Вставали часов в пять и снова шли до темноты. Снова
Наш суррогат карты в первые же дни обнаружил свою полную несостоятельность. Реки на карте и реки в натуре текли каждая по своему усмотрению, без всякого согласования с советскими картографическими заведениями. Впрочем и досоветские карты были не лучше. Для первой попытки нашего побега в 1932 году я раздобыл трехверстки этого района. Таких трехверсток у меня было три варианта; они совпадали друг с другом только в самых общих чертах, и даже такая река, как Суна, на каждой из них текла по-особому.

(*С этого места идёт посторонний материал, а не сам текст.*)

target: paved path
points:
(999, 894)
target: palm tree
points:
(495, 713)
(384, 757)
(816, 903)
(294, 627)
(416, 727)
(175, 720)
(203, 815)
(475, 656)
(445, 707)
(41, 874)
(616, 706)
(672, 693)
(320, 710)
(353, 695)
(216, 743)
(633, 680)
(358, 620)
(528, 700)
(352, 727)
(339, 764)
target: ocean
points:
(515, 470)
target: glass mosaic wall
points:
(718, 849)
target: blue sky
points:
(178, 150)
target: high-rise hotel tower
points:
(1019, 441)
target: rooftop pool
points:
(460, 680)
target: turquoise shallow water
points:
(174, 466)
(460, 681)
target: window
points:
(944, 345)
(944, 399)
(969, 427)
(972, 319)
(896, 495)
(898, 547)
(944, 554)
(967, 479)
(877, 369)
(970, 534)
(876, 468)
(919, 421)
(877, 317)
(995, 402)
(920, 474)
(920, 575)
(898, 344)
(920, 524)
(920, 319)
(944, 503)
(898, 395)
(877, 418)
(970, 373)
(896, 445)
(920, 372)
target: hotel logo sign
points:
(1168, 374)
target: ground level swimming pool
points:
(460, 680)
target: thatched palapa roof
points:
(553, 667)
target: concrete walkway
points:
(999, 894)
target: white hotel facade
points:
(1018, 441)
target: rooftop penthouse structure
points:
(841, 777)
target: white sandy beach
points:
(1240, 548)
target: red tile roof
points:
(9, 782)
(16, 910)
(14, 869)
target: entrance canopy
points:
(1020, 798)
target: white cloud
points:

Но нас это не смущало: мы действовали по принципу некоего героя Джека Лондона - что бы там ни случилось, держите прямо на запад. Один из нас шел впереди, проверяя направление или по солнцу или по компасу, другой шел шагах в двадцати сзади, выправляя мелкие извилины пути. А этих извилин было очень много. Иногда в лабиринтах озер, болот и протоков приходилось делать самые запутанные петли и потом с великим трудом восстанавливать затерянную прямую нашего маршрута. В результате всех этих предосторожностей, а может быть и независимо от них, мы через шестнадцать суток петлистых скитаний по тайге вышли точно в намеченное место. Ошибка в тридцать верст к северу или к югу могла бы нам дорого обойтись; на юге граница делала петлю; и мы, перейдя ее и двигаясь по-прежнему на запад, рисковали снова попасть на советскую территорию и, следовательно, быть вынужденными перейти границу три раза. На троекратное везение рассчитывать было трудно. На севере же к границе подходило стратегическое шоссе, на нем стояло большое село Поросозеро, в селе была пограничная комендатура, стояла большая пограничная часть, что-то вроде полка и туда соваться не следовало.

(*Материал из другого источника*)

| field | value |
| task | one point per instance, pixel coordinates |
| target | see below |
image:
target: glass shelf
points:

Дни шли однообразной чередой. Мы двигались медленно. И торопиться было некуда, и нужно было рассчитывать свои силы так, чтобы тревога, встреча, преследование никогда не могли бы захватить нас выдохшимися и, наконец, с нашими рюкзаками особенной скорости развить было нельзя.
Моя рана на спине оказалась более мучительной, чем я предполагал. Как я ни устраивался со своим рюкзаком., время от времени он все-таки сползал вниз и срывал подживающую кожу. После долгих споров я принужден был переложить часть моего груза в Юрин рюкзак, тогда на Юриной спине оказалось четыре пуда, и Юра еле выволакивал свои ноги.
ПЕРЕПРАВЫ
Час за часом и день за днем повторялась приблизительно одна и та же последовательность: перепутанная и заваленная камнями чаща леса на склоне горы, потом непроходимые завалы бурелома на ее вершине, потом опять спуск и лес, потом болото или озеро. И вот, выйдем на опушку леса, и перед нами на полверсты-версту шириной расстилается ржавое карельское болото, длинной полосой протянувшееся с северо-запада на юго-восток, в направлении основной массы карельских хребтов. Утром в тумане или вечером в сумерках мы честно месили болотную жижу, иногда проваливались по пояс, иногда переправляясь с кочки на кочку и неизменна вспоминая при этом Бориса. Мы вдвоем и не страшно. Если бы один из нас провалился и стал тонуть в болоте, другой поможет. А каково Борису?
Иногда днем приходилось эти болота обходить. Иногда даже днем, когда ни вправо, ни влево болоту и конца не было видно, мы переглядывались и перли на Миколу Угодника. Тогда 500-700 метров нужно было пройти с максимальной скоростью, чтобы возможно меньше времени быть на открытом месте. Мы шли, увязая по колена, проваливаясь по пояс, пригибаясь к земле, тщательно используя для прикрытия каждый кустик и выбирались на противоположный берег болота выдохшимися окончательно. Это были наиболее опасные места нашего пути. Очень плохо было и с переправами.